Thankfully at this point he stormed off with fists waving and expletives flying, thirty seconds longer and I swear to god I was about to lamp the fucker. Anyway, the fun was over and it was time to get my ass to Surat Thani.
The flight was short and uneventful, ending on a runway that looked like it was constantly fighting to keep the surrounding jungle at bay. Seriously, looking out the window just before touchdown I swore we were about to touch down in the middle of the trees, the runway was all but invisible. I was met by Emma, head teacher at The Language, who ferried me into town, giving me a quick guided tour on the way.
First impressions? A bit ramshackle, kinda similar to Bangplee, but randomly scattered with lovely temples, parks and pubs. Actually it was better than I expected – I’d kinda tricked myself into expecting a real hole in the hope that on arrival anything would be better than the image in my head 🙂 First stop was my flat – photos to arrive soon – and an introduction to Jasper and Tallulah, two of my flatmates. Don’t worry about the names, they’re kittens. By Thai standards the place is pretty impressive, by Western standards a bit shabby, but I’ll soon sort that out. My room is basic and functional but James and Jeff are moving out in a couple of months so I’ll inherit the master bedroom, replete with en-suite. Oh, and apparently we have about the only oven in Surat Thani, handy if I ever get bored of 50p Thai meals from restaurants and street vendors. Fat chance.
Emma then ferried me to Tesco (yeah, the fuckers are everywhere) to pick up some supplies, a new phone (cheaper and easier than unlocking my UK one) and to see a bit more of the town. Eventually got home and met the flatmates and neighbours, tried in vain to unpack (brain seriously dying by this point) and spent a long time sitting in front of an electric fan.
As luck would have it I arrived on the day of a big leaving bash; one of the teachers and his Thai girlfriend are heading north to Chiang Mai to open a restaurant. We had dinner at a lovely restaurant on the rive and I was introduced to about twenty teachers and their friends, only about five of whose names I can remember at this point. Afterwards we went on to Big’s bar, just around the corner from my flat and one of the coolest pubs I’ve ever been in. It’s more like a living room than a pub, totally laid back and informal, festooned with english language books which you’re free to borrow and a lax attitude to opening hours (if you’re still thirsty we’re still open). Cue several hours of drink, chat and general jet-lagged confusion before finally hitting the sack at about 5:30am.
Finally woke yesterday at half two in the afternoon, still confused and not a little lost. Had a wander around town, stumbled on a local cafe with free wi-fi, came back and wrote this. And that’s it so far. Heading back to Big’s for the fortnightly pub quiz and will hopefully pick up some more local hints and tips – no idea about laundry and various essentials so far.

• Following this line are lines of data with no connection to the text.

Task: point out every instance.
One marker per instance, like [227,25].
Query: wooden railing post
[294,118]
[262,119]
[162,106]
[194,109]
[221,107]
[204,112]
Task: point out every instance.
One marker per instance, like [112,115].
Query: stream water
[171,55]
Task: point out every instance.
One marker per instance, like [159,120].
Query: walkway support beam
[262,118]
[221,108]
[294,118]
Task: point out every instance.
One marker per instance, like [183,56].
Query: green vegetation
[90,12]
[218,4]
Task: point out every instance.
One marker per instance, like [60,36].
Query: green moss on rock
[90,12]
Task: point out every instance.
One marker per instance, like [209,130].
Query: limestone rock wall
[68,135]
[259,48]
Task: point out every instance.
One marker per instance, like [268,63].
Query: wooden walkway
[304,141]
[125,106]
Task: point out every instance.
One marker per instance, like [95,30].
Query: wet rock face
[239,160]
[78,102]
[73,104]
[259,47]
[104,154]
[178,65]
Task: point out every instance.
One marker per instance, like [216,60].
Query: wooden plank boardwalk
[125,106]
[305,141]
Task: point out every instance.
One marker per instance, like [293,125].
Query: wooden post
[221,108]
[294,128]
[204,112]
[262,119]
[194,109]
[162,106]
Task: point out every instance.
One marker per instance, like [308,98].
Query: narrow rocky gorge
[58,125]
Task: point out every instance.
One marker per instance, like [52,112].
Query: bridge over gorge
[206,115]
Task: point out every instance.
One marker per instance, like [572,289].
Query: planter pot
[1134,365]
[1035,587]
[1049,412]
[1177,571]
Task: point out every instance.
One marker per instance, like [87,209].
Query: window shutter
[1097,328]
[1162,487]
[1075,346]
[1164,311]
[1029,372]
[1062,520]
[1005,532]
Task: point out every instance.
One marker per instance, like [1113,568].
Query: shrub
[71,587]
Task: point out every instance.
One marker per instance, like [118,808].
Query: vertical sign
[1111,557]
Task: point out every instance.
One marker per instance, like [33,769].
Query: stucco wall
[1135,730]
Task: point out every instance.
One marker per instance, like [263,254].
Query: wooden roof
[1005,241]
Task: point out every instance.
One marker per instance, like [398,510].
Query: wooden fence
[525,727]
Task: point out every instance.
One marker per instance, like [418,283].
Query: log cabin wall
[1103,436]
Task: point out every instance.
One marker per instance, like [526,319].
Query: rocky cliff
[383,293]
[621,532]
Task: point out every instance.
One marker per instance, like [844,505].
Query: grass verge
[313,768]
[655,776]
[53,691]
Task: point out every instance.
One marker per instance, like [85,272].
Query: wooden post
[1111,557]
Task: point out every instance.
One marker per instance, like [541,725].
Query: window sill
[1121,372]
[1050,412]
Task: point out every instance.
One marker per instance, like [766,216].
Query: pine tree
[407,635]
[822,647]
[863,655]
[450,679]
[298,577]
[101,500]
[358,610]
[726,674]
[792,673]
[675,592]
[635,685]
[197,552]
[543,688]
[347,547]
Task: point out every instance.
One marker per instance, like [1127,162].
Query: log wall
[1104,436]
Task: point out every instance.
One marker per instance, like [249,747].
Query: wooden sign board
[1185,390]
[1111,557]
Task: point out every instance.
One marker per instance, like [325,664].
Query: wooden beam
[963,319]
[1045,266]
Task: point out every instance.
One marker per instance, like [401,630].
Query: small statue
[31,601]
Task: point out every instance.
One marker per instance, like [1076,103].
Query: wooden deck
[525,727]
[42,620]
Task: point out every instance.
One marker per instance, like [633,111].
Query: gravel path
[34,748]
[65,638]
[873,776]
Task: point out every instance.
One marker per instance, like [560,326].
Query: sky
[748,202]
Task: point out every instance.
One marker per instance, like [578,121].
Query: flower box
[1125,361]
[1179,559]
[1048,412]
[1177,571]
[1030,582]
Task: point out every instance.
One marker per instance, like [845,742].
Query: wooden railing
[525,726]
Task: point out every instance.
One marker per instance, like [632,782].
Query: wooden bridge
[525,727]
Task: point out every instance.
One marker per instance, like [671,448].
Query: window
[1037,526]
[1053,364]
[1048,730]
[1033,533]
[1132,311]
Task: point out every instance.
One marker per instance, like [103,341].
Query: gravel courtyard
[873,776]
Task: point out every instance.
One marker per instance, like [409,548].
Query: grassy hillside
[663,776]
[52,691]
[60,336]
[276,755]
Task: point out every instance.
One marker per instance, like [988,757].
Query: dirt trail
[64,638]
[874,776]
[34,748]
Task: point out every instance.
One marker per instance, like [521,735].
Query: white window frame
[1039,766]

Toodle-pip for now, will no doubt have a lot more to post once I’ve found my bearings, re-arranged my poor brain and started teaching/training…

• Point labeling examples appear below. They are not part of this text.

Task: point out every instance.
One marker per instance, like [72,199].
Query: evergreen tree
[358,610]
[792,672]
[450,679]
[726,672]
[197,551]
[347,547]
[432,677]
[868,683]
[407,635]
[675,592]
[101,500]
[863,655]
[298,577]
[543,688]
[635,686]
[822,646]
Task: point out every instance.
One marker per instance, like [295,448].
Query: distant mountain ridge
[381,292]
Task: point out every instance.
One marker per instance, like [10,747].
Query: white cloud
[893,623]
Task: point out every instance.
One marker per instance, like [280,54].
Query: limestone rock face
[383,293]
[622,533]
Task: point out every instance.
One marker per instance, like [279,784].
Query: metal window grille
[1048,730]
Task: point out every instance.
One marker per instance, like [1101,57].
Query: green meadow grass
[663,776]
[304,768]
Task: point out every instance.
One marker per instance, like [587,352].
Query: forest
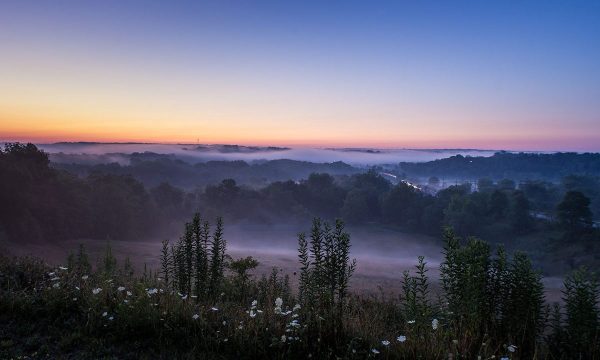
[48,203]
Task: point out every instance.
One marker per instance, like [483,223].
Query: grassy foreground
[202,304]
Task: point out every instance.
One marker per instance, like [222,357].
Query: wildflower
[152,291]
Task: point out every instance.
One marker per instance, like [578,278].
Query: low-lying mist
[200,153]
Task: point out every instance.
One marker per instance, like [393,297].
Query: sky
[515,75]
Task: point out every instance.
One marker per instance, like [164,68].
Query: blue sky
[511,74]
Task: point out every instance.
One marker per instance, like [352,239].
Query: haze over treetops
[430,74]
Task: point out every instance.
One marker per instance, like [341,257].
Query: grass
[58,312]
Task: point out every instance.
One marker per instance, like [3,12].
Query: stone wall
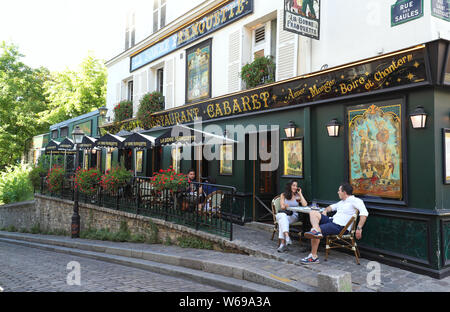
[56,214]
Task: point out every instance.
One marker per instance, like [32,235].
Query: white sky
[59,33]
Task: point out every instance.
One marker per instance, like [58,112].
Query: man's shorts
[327,227]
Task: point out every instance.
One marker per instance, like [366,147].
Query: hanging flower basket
[259,72]
[87,181]
[123,111]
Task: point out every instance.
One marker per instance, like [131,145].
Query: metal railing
[205,207]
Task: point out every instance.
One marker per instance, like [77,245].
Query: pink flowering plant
[123,111]
[87,181]
[55,177]
[169,180]
[115,178]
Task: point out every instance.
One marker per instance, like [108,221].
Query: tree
[74,93]
[21,100]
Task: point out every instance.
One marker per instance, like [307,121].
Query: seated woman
[289,198]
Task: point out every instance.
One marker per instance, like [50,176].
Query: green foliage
[150,103]
[15,185]
[115,178]
[55,178]
[87,181]
[73,93]
[123,111]
[194,242]
[22,99]
[260,71]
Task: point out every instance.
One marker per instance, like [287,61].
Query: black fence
[205,207]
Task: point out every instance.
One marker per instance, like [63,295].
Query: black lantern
[333,128]
[418,118]
[290,130]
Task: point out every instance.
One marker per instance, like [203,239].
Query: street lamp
[77,135]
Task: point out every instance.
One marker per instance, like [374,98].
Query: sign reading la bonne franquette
[224,15]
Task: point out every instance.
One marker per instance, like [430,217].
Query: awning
[88,143]
[110,140]
[66,144]
[182,135]
[138,140]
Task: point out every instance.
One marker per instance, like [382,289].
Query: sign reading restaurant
[225,14]
[397,70]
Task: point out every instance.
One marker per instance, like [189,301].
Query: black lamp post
[77,135]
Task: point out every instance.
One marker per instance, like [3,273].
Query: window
[64,132]
[130,91]
[130,31]
[160,80]
[264,39]
[159,14]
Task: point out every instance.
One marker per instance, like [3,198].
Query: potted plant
[87,181]
[116,178]
[260,71]
[55,178]
[123,111]
[149,104]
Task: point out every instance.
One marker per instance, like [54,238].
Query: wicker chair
[276,206]
[342,240]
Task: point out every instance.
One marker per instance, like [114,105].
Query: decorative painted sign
[293,158]
[440,9]
[375,150]
[398,70]
[198,72]
[228,13]
[406,10]
[302,17]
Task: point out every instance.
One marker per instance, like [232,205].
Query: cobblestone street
[24,269]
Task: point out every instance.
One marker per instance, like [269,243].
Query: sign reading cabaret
[398,70]
[302,17]
[228,13]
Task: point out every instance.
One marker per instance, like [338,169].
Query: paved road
[24,269]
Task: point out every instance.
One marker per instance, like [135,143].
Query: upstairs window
[130,31]
[159,14]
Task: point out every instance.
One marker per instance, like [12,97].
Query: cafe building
[377,118]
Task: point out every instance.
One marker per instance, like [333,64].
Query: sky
[58,34]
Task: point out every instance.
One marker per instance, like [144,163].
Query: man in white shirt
[323,225]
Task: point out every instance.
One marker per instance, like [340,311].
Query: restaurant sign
[228,13]
[406,10]
[398,70]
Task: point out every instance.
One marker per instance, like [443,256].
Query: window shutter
[287,51]
[234,61]
[169,74]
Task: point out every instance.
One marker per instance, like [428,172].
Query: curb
[131,256]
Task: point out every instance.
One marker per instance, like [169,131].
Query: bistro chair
[342,240]
[276,206]
[214,203]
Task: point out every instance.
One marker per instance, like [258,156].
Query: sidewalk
[265,266]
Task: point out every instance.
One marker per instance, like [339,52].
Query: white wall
[350,30]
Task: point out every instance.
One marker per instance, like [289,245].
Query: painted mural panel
[375,150]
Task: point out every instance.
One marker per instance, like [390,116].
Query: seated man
[323,226]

Postscript – joined a team with three random strangers for the pub quiz and we stormed to victory, according to them all thanks to me. How my jet-lagged brain managed it I have no idea but we ended up 1,100 baht richer for our efforts. Ended the night in the smaller of Surat Thani’s two clubs and was introduced to the strange custom of guys coming up to you and offering you a drink of their beer/whatever as a gesture of friendship. Odd, and a little disconcerting coming from Scotland, but kinda sweet all the same.